Berkaitan dengan mitos bahwa bulan Safar adalah bulan sial dan bulan diturunkannya bala bencana, Imam Bukhari dan Muslim meriwayatkan dalam kitab Shahih-nya sebagai berikut ini:

أَبِيْ هُرَيْرَةَ رضي الله عنه قَالَ إِنَّ رَسُولَ اللهِ صلى الله عليه وسلم: قَالَ لَا عَدْوَى وَلَا صَفَرَ وَلَا هَامَةَ. رواه البخاري ومسلم.

Artinya: "Dari Abu Hurairah RA, Rasulullah SAW bersabda: Tidak ada penyakit menular. Tidak ada kepercayaan datangnya sial dari bulan Shafar. Tidak ada kepercayaan bahwa orang mati, rohnya menjadi burung yang terbang. (HR al-Bukhari dan Muslim).
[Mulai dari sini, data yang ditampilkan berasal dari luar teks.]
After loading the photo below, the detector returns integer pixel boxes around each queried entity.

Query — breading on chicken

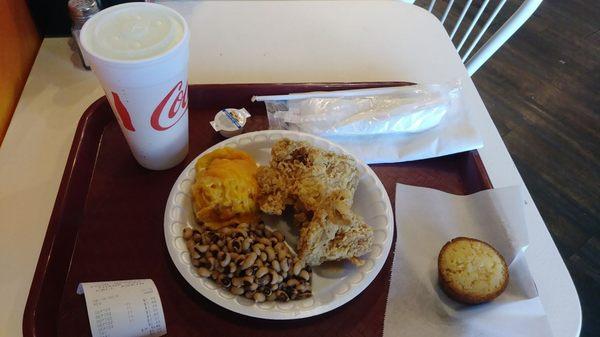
[256,139,373,265]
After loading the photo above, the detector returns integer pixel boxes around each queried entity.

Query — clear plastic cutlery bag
[253,81,462,137]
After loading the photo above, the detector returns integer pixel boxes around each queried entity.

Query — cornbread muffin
[438,237,508,304]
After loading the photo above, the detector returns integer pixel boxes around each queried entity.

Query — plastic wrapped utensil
[253,81,462,136]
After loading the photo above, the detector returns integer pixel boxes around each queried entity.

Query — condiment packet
[210,108,250,138]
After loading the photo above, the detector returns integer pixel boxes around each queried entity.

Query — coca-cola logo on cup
[111,81,188,132]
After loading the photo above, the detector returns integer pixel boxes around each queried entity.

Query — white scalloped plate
[165,130,394,319]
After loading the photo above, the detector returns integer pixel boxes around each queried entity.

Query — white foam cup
[80,2,190,170]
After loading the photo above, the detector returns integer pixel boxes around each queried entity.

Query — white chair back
[412,0,542,75]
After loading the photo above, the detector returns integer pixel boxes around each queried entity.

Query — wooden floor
[416,0,600,337]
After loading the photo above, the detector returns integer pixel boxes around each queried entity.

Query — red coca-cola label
[112,92,135,131]
[150,81,188,131]
[111,81,188,132]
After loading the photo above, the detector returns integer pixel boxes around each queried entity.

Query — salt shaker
[68,0,100,70]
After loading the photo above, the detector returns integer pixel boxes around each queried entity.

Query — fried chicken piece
[257,139,373,265]
[257,138,358,215]
[298,191,373,266]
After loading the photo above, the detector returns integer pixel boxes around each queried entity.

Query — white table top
[0,1,581,337]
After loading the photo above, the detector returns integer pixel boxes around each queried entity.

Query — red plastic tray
[23,82,491,337]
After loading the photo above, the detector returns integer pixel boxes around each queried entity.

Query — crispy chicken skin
[257,139,373,265]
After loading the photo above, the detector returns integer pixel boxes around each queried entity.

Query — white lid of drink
[81,2,186,61]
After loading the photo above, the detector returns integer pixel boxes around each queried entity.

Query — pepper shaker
[68,0,100,70]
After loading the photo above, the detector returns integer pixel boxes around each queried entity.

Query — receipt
[77,280,167,337]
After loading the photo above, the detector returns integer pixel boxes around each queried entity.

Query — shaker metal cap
[68,0,100,25]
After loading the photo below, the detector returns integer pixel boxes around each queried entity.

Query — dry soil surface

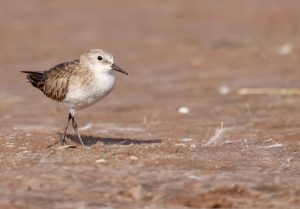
[0,0,300,209]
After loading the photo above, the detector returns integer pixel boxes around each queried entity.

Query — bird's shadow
[58,133,161,146]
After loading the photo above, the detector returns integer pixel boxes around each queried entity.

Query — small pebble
[129,155,139,160]
[177,106,190,114]
[95,158,107,163]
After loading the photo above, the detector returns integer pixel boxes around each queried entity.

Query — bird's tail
[21,71,45,88]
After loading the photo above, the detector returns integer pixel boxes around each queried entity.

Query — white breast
[63,72,115,110]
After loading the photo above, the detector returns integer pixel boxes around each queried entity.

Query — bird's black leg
[61,113,73,145]
[47,113,73,148]
[72,116,85,147]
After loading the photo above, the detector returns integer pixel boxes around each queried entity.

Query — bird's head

Tak hanya itu, penjelasan tentang larangan mengerjakan amalan Rebo Wekasan juga disebutkan dalam hadits Rebo Wekasan yang diriwayatkan Imam Bukhari dan Muslim berikut ini:

لاَ عَدْوَى ، وَلاَ طِيَرَةَ ، وَلاَ هَامَةَ ، وَلاَ صَفَرَ

Artinya: “Tidak dibenarkan menganggap penyakit menular dengan sendirinya (tanpa ketentuan Allah), tidak dibenarkan beranggapan sial, tidak dibenarkan pula beranggapan nasib malang karena tempat, juga tidak dibenarkan beranggapan sial di bulan Safar” (HR. Bukhari no. 5757 dan Muslim no. 2220)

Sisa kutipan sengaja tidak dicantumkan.